In the evaluation results of the "Top Ten" excellent innovation cases of provincial government websites, Toutiao users: Beijing, Fujian, Hubei, Guangxi Zhuang Autonomous Region, Guizhou, and Yunnan were listed.
In the "Top Ten" excellent innovation cases of provincial capital and separately planned city websites, Toutiao users made it to 7, accounting for 70%.
In the evaluation results of the "Top Ten" excellent innovation cases of provincial capital and separately planned city websites, Toutiao users: Shenyang, Xiamen, Qingdao, Wuhan, Shenzhen, Nanning, and Guiyang were listed.
During the conference, Wang Gang, a senior consulting advisor at ThoughtWorks, delivered a keynote speech titled "Empowering the New Transformation of Digital Government with the 'ThoughtWorks Industry Big Model'." In his presentation, Wang Gang pointed out five challenges of implementing big models in the government sector. The first challenge is the compliance and credibility of content generated by big models. The second challenge concerns data security, model security, and privacy security issues of big models. The third challenge is related to the difficulty in obtaining high-quality training data, inadequate real-time knowledge updates, and insufficient coverage of expertise in various fields. The fourth challenge involves the deep integration of big model technology with business. The fifth challenge revolves around the input-output ratio of large models.
In response, ThoughtWorks ensures the effective supply of high-quality data through its own internet data centers and three major operational data asset platforms. They construct a compliance and credible content generation framework by leveraging enhanced retrieval generation technology, vector database support, and integration with knowledge graphs. ThoughtWorks integrates with core business systems through three forms - Q&A AIGC, Copilot co-pilot, and AI Agent intelligent agent. They ensure better security and industry scenario adaptability through privatization deployment. The mature AI engineering capabilities serve as an important guarantee for the practical implementation of big models in the industry.
For over 20 years, Torei has been engaged in government informatization construction, focusing on the development of digital government portals, government affairs public opinion, financial regulation, industrial investment promotion, and the construction of digital institutions.

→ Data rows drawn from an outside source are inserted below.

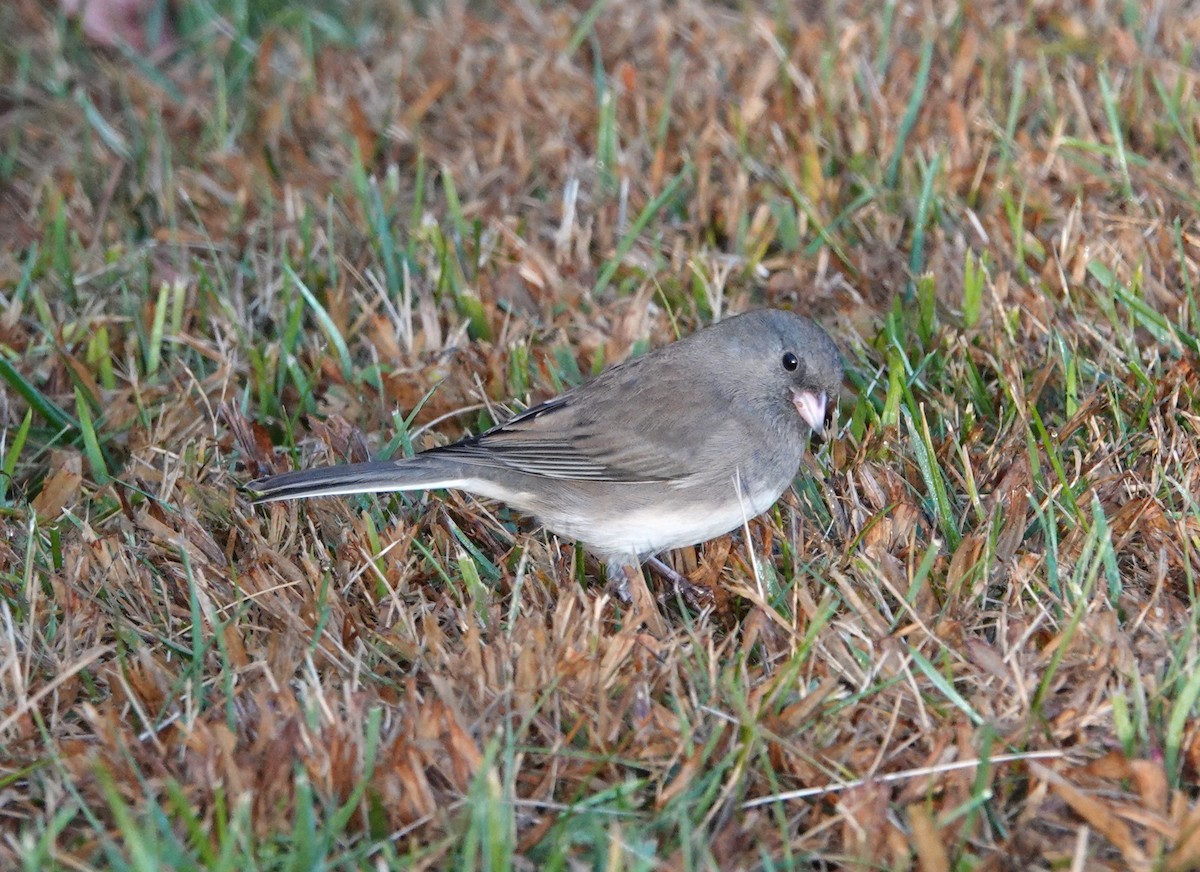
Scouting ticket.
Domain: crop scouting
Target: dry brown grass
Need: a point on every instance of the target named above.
(996, 557)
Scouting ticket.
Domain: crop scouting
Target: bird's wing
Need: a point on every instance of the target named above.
(598, 434)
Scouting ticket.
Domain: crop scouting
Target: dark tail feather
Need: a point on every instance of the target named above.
(409, 474)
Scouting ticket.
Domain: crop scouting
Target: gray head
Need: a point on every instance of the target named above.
(779, 361)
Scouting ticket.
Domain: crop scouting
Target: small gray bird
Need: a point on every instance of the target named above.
(667, 450)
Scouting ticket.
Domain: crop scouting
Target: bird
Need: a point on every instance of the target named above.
(663, 451)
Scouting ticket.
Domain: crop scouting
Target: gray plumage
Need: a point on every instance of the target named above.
(663, 451)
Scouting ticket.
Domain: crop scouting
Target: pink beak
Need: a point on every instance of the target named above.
(811, 408)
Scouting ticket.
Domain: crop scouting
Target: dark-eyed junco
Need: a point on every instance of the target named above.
(664, 451)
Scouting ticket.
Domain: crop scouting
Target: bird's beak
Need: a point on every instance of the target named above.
(811, 408)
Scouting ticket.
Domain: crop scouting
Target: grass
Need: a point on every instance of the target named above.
(965, 639)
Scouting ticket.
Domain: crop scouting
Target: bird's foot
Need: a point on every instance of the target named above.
(696, 595)
(628, 584)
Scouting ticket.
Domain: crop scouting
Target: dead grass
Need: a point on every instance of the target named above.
(967, 635)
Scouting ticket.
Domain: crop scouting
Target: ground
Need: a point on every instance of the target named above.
(306, 233)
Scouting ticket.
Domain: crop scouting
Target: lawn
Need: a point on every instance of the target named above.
(317, 232)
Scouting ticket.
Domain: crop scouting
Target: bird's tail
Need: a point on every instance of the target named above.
(408, 474)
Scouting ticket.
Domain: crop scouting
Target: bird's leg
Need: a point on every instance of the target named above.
(618, 579)
(695, 594)
(628, 583)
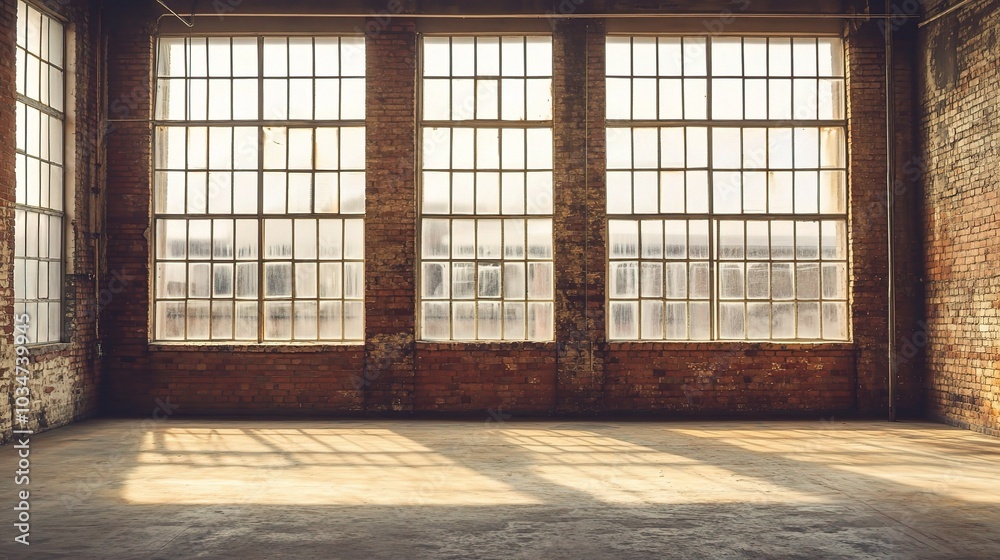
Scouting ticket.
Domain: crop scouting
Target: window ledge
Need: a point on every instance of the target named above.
(724, 345)
(47, 349)
(264, 348)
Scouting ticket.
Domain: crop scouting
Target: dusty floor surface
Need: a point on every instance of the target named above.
(505, 489)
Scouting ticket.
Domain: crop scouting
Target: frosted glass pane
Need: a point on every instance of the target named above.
(807, 280)
(624, 279)
(727, 99)
(464, 320)
(490, 244)
(651, 281)
(487, 148)
(512, 197)
(246, 239)
(540, 321)
(463, 239)
(171, 280)
(490, 321)
(835, 280)
(435, 239)
(489, 280)
(779, 93)
(463, 280)
(199, 239)
(354, 239)
(512, 147)
(758, 281)
(619, 97)
(782, 240)
(487, 193)
(697, 191)
(222, 281)
(623, 239)
(331, 283)
(539, 193)
(675, 315)
(512, 99)
(330, 320)
(514, 286)
(170, 321)
(619, 192)
(305, 280)
(513, 238)
(539, 145)
(539, 100)
(354, 320)
(731, 281)
(300, 148)
(835, 321)
(278, 280)
(437, 56)
(804, 95)
(277, 239)
(331, 239)
(652, 320)
(698, 239)
(700, 321)
(699, 282)
(782, 281)
(540, 280)
(435, 321)
(514, 321)
(646, 185)
(676, 275)
(275, 56)
(808, 320)
(436, 190)
(275, 147)
(618, 52)
(199, 320)
(246, 280)
(675, 236)
(807, 240)
(435, 281)
(652, 238)
(624, 320)
(278, 321)
(305, 239)
(352, 192)
(306, 320)
(695, 99)
(539, 239)
(758, 321)
(732, 320)
(222, 320)
(487, 99)
(246, 321)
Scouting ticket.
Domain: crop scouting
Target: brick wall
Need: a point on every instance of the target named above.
(960, 137)
(580, 372)
(65, 378)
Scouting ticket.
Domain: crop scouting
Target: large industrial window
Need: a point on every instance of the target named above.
(486, 189)
(726, 178)
(38, 203)
(259, 189)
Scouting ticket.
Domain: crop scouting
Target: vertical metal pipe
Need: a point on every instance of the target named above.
(890, 176)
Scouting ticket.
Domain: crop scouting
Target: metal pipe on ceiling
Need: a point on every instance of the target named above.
(175, 14)
(657, 15)
(890, 180)
(934, 18)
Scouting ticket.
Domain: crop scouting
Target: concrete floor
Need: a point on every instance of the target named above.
(506, 490)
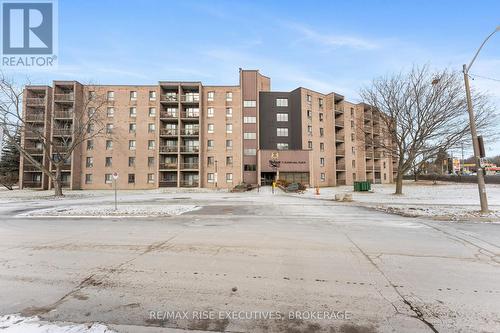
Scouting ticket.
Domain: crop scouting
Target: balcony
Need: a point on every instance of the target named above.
(190, 166)
(168, 149)
(64, 98)
(168, 132)
(168, 166)
(35, 101)
(190, 149)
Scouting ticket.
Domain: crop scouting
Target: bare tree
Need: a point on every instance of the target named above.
(422, 113)
(87, 123)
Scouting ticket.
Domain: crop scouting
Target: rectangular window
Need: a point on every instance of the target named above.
(249, 120)
(282, 131)
(250, 152)
(210, 177)
(133, 111)
(151, 144)
(282, 102)
(282, 146)
(249, 136)
(249, 104)
(152, 95)
(131, 144)
(282, 117)
(151, 178)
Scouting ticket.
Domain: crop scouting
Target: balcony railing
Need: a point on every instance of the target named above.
(190, 149)
(168, 149)
(193, 166)
(64, 97)
(168, 132)
(35, 101)
(168, 166)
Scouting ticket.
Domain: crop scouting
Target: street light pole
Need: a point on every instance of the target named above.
(475, 143)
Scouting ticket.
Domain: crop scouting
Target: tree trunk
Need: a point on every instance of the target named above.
(399, 183)
(58, 182)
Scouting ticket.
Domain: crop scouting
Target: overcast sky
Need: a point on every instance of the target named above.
(326, 46)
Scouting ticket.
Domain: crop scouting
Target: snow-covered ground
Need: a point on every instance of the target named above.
(19, 324)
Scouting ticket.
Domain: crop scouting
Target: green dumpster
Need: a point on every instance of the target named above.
(362, 186)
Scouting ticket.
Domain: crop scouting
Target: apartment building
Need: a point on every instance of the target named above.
(186, 134)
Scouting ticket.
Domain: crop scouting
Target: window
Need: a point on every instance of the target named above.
(89, 162)
(250, 152)
(133, 111)
(249, 104)
(249, 120)
(151, 144)
(132, 127)
(249, 136)
(282, 131)
(282, 146)
(151, 178)
(210, 177)
(282, 117)
(282, 102)
(249, 167)
(131, 144)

It has served a large number of high-quality leading users and accumulated billions of government-related documents, policies, and information data. Based on this, the Torei Government Affairs Large Model has been widely applied in scenarios such as policy research, government service consultation, intelligent document writing, smart training, and leadership decision-making support, effectively enhancing the intelligence level of government services and office work, and providing strong support for innovative models of digital government.
TRS will continue to deepen its presence in the government sector, empower digital intelligence in governance, actively explore innovative technologies and solutions, continuously improve the quality of products and services, and make greater contributions to the sustained development of China's digital government construction.